Genre: Adventure Running Time: 1 hr. 28 min.

Release Date: April 29th, 1988 MPAA Rating: R

Director: David Keith Actors: David Keith, Kathy Shower, Brant Van Hoffmann, Sydney Lassick, Stephen Davis, Sillaiyoor Selvarajan, Sumith Mudannayaka, Lilani Perera, Tiziana Stella, Patrizia Zanetti

 


 

T

he title graphics unapologetically rip off the look of Indiana Jones’ theatrical entries, which is not surprising, considering that the title character here is an obvious take on the original action-oriented professor of archaeology. Later, Tennessee Buck takes on a superior fighter in a fistfight; he dons a worn, brown fedora; a lengthy suspended bridge made of wood and rope is spied in the background; monkey parts are used in a feast; and Buck isn’t too fond of snakes. Plus, he’s a crocodile hunter, which means the filmmakers aren’t afraid to steal from “Crocodile Dundee” as well, particularly with the attempts at humor based around his machismo.

Malaysian village magistrate and exotic travel organizer Wolfgang Meyer (Sydney Lassick) has arranged a rare hunting trip for newlyweds Ken Manchester (Brant Van Hoffmann) and statuesque, blonde bride Barbara (Kathy Shower) – who would rather be hunting at Bloomingdale’s. To aid in the safari honeymoon, Meyer has acquired the best, most experienced, most cunning guide in the whole jungle. But when that guide runs off, a new one presents himself in the form of Buck Malone (David Keith) – a frequently drunk, womanizing, undependable adventurer who stumbles his way up and down the rivers of Borneo, selling reptile skins. In his first act of heroism, Buck shoots dead a mistreated elephant that nearly tramples Barbara, but he’s then jailed for killing the animal within the boundaries of the hamlet.

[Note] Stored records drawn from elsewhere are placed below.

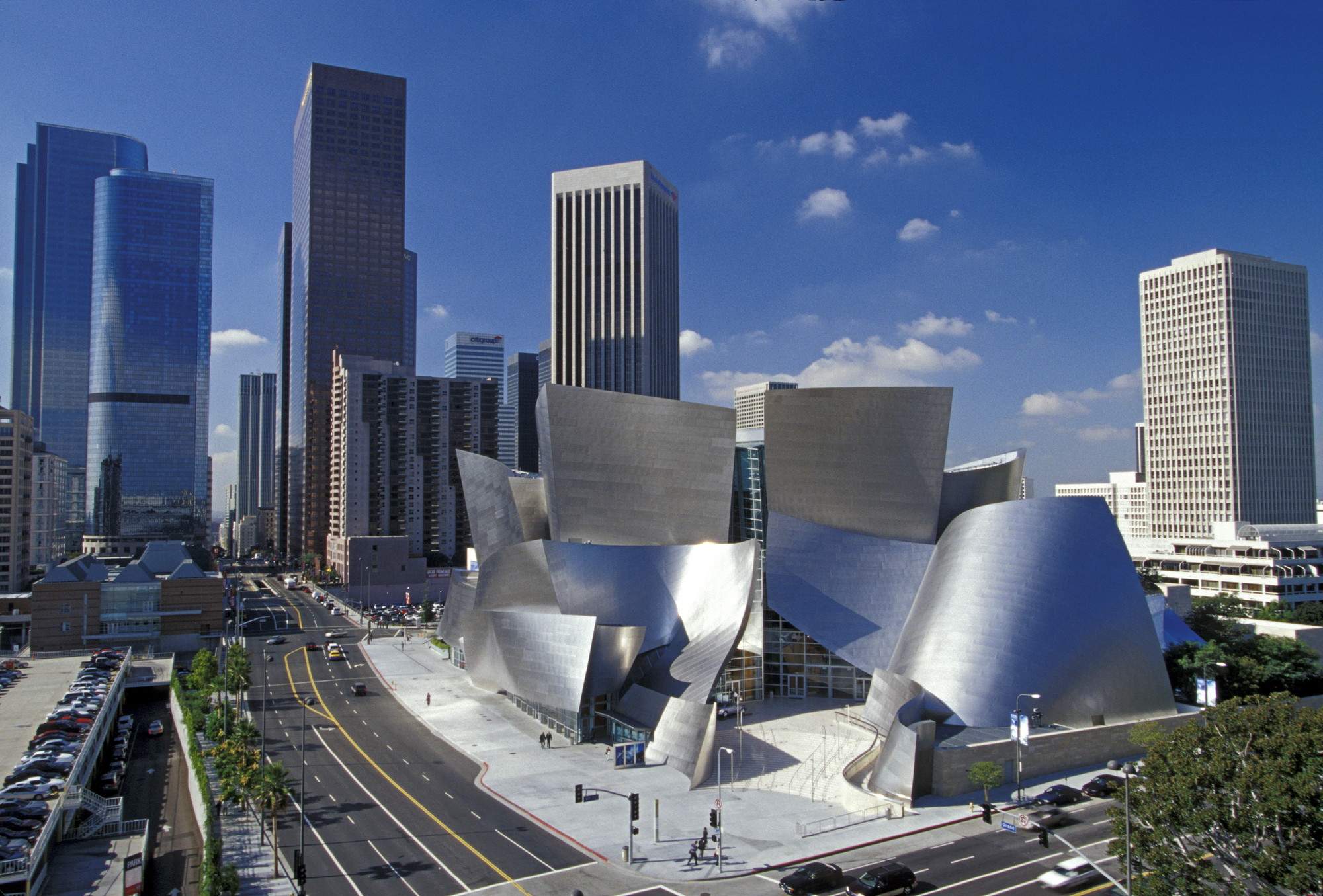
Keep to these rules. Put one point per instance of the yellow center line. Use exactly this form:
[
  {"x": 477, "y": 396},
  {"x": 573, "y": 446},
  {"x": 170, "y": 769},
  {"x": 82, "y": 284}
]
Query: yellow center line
[{"x": 354, "y": 743}]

Once his lien is paid, Buck, along with his trusty pal Sinaga (Sillaiyoor Selvarajan), take the Manchesters into the jungle by plane – straight into cannibal country. This excites Ken, who isn’t afraid of headhunters or blood hunts, as he hopes to acquire some worthy stories to tell his lodge pals. Sure enough, however, the party wanders too deep into the swampy forestland and into the territory of bloodthirsty tribesmen, where their mettle is severely tested.

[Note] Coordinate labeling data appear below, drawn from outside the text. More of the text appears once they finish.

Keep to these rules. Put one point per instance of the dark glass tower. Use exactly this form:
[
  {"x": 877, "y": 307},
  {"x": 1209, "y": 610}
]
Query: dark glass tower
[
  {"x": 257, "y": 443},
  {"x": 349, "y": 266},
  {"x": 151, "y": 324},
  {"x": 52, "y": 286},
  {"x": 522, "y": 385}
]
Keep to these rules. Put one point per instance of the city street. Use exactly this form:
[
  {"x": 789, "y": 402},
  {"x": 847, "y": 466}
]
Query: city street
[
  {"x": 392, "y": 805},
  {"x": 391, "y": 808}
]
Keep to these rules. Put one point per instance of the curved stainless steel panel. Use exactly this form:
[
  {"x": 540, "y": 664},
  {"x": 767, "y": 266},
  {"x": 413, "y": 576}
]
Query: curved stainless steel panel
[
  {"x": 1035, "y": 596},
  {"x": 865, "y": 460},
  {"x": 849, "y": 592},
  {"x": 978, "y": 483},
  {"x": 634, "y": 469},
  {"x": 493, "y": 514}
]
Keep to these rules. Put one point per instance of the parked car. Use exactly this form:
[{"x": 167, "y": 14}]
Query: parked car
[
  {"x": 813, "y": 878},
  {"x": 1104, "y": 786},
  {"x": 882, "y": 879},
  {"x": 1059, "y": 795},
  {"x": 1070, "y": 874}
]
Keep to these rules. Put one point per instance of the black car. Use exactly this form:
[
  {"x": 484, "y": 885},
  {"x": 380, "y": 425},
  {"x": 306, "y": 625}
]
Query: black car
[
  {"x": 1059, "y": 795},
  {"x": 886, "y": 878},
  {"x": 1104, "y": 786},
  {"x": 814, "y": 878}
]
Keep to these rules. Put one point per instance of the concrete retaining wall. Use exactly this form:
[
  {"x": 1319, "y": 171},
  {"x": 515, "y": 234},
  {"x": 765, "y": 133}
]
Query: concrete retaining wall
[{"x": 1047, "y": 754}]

The first – and most prominent – character in the film is Kathy Shower, who is introduced legs-first as she applies nail polish to her toes. Without wasting much time, she’s then shown bathing and prancing around in revealing garments. This type of exploitation is not surprising, considering that she was Playboy’s Playmate of the Year in 1986. But the film’s sexual content doesn’t stop there; a native woman performs a very long, seductive dance while topless, allowing many minutes to focus on her pendulous breasts as they bounce in front of Tennessee’s face; Che (Tiziana Stella), a local woman, tries to grope Barbara before having a threesome with another girl; Barbara is stripped naked and oiled up extensively in slow-motion by a group of cannibal women; and sex scenes are thrown in sporadically for good measure. The masculine pride and unchecked sexism are both out of control and offensive in their absurd exaggerations and narrative pointlessness (though this is obviously the point for immature audiences).

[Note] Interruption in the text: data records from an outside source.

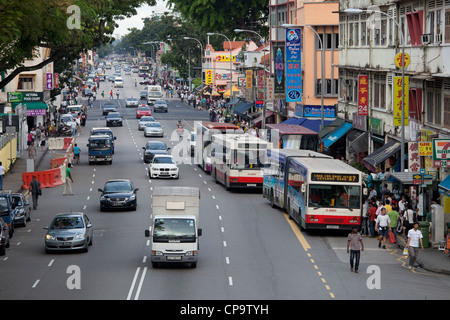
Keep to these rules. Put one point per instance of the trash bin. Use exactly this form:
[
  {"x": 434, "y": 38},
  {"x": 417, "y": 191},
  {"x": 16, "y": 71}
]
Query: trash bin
[{"x": 424, "y": 227}]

Although the film is primarily a comedy (the music is silly and playful, and slapstick gags arise on several occasions – including a sequence in which Buck must suck the poison from an arrow wound near Barbara’s crotch), it takes an extraordinarily dark turn toward the climax. This includes not only some unexpectedly morbid deaths but also a graphic rape scene that absolutely does not belong in this picture. It’s so shockingly unfitting that it becomes the only memorable moment in an otherwise terribly boring adventure endeavor. And this is despite some virtually unforgettable, hopelessly pathetic dialogue, pitiful acting, and obnoxious storytelling ideas.